Here are a some of the other statistics quoted in the report:

“Since the end of the Cold War in 1991 deaths from wars and large scale civil disorder (which is often recorded as some kind of war) have led to a sharp (over 20 percent so far) drop in violence worldwide. This occurred despite increasingly active and lethal Islamic terror groups.

… most war deaths are not caused by terrorists and even in 2014 (a peak year for Islamic death cults seeking to revive the Caliphate), terrorism-related deaths (mostly Islamic terrorism) accounted for 20 percent of all war-related deaths.

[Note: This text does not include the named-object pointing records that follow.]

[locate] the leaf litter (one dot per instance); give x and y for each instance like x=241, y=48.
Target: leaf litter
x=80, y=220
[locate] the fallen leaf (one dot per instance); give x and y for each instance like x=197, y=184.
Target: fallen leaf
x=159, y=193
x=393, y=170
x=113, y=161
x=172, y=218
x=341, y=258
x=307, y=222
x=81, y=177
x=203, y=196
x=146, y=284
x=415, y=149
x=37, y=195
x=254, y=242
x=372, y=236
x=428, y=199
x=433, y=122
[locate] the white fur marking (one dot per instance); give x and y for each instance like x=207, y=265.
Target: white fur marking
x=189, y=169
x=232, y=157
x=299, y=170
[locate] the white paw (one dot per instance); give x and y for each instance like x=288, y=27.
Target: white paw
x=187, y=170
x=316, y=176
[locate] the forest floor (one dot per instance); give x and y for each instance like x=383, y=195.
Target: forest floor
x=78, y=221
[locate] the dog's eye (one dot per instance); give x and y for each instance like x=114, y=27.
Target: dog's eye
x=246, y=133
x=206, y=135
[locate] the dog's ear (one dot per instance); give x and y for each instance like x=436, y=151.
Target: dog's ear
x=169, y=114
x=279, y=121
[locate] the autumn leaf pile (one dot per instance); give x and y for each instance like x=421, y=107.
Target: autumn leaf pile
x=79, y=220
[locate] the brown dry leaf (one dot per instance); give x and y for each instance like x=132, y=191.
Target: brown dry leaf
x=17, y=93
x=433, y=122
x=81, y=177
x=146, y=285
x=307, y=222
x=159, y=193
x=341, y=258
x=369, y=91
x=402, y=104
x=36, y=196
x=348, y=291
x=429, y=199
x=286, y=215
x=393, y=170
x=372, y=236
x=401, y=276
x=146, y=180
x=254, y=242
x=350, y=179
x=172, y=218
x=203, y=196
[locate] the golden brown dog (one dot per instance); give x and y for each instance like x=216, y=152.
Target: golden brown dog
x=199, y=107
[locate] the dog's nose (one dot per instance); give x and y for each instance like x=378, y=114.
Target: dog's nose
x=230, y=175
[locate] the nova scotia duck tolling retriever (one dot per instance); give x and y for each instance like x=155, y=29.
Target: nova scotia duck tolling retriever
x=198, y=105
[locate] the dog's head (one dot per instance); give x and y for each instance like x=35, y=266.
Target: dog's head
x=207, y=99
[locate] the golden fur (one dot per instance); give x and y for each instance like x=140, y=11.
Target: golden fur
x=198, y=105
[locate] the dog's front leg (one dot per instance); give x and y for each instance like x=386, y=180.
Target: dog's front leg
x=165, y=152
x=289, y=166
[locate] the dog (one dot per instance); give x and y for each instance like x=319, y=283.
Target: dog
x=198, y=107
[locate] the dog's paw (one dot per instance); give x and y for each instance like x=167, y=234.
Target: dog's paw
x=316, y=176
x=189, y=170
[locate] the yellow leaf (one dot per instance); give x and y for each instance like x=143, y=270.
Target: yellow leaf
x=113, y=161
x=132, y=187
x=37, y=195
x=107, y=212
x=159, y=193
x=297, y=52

Islamic terrorism gets the most publicity but less glamorous disputes do most of the killing.

Global Islamic terrorism-related deaths have fallen by over 50 percent since 2014 when there were 35,000. Global deaths hit 19,000 in 2017 and under 16,000 for 2018. These deaths are still declining. This activity is most visible in the GTI (Global Terrorism Index), which counts all forms of terrorism.

In 2018 worldwide terrorism deaths declined 15 percent to 15,952. This decline is, so far, a four year trend …”

The StrategyPage report is encouraging in many ways. There is no question that international conflict could escalate quickly under certain circumstances. And there are heavy risks involved in the presence of nuclear weapons. An implication is the importance of preventing warring regimes, such as the religious dictatorship in Iran, from acquiring nuclear capabilities and threatening other nations with terror. The large players who possess nuclear weapons, for their part, are extremely cautious when it comes to the prospect of a “fighting war” with one another.

Ultimately, one hopes that economic advancement and the opportunities promised by modernity will dampen conflict within and between more backward societies. But as the report points out, there will always be adherents of failed, repressive dogmas, and these factions are often the agents of provocation and war-making. They cannot always be ignored. They should not be appeased.